Some New Mixed and Complex Soliton Behaviors and Advanced Analysis of Long-Short-Wave Interaction Model

The main objective of this research is to investigate various important soliton solutions for long-short-wave interaction model (LSWI) through the application of the new extended direct algebraic methodology. Thorough investigation and accurate verification, of hyperbolic, single and periodic, mixed-wave solutions as well as mixed periodic, shock soliton, different complex combination solutions, mixed trigonometric solutions, trigonometric solutions, shock results, singular solution, mixed singular results, mixed complex solitary wave outcomes, along with mixed shock singular solution as well as the mixed trigonometric solution are discovered.
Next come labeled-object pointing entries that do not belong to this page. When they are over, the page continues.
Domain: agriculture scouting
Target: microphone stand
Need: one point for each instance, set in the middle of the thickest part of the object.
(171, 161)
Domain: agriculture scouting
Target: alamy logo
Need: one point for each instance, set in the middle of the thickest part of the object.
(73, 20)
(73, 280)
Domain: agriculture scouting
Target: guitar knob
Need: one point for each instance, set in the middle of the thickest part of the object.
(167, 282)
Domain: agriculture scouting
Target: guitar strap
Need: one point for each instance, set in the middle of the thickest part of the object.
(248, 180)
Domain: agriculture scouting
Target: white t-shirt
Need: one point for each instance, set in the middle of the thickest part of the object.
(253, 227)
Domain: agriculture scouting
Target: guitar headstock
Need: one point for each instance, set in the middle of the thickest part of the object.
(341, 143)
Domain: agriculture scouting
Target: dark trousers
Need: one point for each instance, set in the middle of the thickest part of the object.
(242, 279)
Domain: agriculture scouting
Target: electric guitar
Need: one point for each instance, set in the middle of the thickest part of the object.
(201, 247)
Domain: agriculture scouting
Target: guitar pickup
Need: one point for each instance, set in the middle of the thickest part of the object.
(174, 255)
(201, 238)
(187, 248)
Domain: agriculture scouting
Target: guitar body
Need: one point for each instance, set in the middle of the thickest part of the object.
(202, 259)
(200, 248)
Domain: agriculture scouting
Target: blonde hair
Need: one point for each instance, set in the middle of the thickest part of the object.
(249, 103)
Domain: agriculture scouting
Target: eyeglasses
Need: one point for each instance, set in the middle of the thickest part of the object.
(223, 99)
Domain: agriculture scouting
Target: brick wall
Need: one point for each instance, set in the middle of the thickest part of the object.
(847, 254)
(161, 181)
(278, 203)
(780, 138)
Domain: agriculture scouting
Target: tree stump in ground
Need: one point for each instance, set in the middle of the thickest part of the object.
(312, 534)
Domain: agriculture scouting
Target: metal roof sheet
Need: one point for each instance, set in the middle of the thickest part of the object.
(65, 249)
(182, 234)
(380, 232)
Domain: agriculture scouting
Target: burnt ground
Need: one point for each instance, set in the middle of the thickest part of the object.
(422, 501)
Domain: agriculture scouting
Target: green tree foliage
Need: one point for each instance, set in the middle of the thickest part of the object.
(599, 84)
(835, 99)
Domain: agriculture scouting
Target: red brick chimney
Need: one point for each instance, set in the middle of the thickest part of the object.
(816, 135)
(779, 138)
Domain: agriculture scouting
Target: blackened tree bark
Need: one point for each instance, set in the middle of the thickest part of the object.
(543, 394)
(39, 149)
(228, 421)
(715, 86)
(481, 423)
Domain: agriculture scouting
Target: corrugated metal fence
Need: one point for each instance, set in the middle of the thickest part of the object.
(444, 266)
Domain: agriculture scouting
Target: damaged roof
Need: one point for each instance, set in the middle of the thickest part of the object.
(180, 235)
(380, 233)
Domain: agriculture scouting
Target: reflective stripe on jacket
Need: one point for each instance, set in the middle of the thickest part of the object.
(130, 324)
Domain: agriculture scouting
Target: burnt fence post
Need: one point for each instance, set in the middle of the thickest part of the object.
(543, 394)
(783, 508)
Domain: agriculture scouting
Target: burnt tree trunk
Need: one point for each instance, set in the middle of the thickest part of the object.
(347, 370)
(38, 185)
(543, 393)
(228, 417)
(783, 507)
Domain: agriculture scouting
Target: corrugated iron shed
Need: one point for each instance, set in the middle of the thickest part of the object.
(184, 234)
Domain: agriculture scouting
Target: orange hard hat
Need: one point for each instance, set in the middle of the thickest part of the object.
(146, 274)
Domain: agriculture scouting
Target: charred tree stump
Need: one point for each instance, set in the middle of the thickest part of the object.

Advanced solitary wave solitons are generated by modifying the values of the parameters implicated in the derived solutions. The importance of these solitons in the model is illustrated via contour plots, density plots, 2D and 3D visualizations. Additionally, the dynamical investigation is established, and then sensitivity analysis, as well as bifurcation analysis, are illustrations to depict various aspects. The obtained bifurcation findings show the dynamic behavior of long-short-wave interaction model from a geometric perspective. Transmission of optical solitons via nonlinear optics is provided by the obtained results. The wave dynamics of the solutions are shown to provide a more physical viewpoint on the outcomes, helping the reader to better understanding the nonlinear wave equation that represents physical processes.